Llama-3-8B LoRA — Movie Rating (4-bit)

A lightweight LoRA adapter on top of unsloth/Meta-Llama-3.1-8B-bnb-4bit that predicts a film’s TMDB vote_average (0–10, one decimal) from a structured “movie-features” prompt.

Model Details

Field Value
Developed by YijingOlivia
Base model unsloth/Meta-Llama-3.1-8B-bnb-4bit
LoRA rank / targets r = 16, targets q_proj, v_proj
Trainable params ≈ 2 M
Quantisation 4-bit NF4 (Bits-and-Bytes)
Language English prompt / numeric output
License Apache-2.0
Hardware Google Colab T4 (15 GB VRAM)
Precision bf16 activations + 8-bit optimiser

Model Sources

Uses

Direct Use

Feed a prompt that follows the training template, generate ≤ 8 tokens, then take the first floating-point number.

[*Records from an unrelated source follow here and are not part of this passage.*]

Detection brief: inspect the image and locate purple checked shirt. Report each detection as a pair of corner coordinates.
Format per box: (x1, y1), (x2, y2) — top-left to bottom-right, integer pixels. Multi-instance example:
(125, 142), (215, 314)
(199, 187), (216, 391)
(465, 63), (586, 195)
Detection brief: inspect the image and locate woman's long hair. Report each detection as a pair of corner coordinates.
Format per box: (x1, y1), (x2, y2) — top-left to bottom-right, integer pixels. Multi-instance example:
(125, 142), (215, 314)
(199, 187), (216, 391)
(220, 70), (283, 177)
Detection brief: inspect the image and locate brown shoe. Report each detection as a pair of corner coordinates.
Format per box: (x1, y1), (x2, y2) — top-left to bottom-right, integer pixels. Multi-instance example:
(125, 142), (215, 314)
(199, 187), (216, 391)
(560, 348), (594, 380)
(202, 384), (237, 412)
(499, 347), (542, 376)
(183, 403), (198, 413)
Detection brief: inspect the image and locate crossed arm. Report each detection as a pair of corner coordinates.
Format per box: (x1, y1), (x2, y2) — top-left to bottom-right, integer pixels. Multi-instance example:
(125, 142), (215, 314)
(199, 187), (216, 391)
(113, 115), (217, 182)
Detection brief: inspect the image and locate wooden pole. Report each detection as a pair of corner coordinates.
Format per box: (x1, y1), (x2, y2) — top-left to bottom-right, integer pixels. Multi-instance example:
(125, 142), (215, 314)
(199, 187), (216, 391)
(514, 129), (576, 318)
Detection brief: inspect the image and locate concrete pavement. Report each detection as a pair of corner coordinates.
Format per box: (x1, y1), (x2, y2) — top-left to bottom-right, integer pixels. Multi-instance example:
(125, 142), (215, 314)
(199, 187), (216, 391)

Example & How to Get Started

from transformers import AutoTokenizer, AutoModelForCausalLM, BitsAndBytesConfig
from peft import PeftModel

base = "unsloth/Meta-Llama-3.1-8B-bnb-4bit"
lora = "YijingOlivia/llama3-movie-rating-lora"

bnb_cfg = BitsAndBytesConfig(load_in_4bit=True, bnb_4bit_quant_type="nf4")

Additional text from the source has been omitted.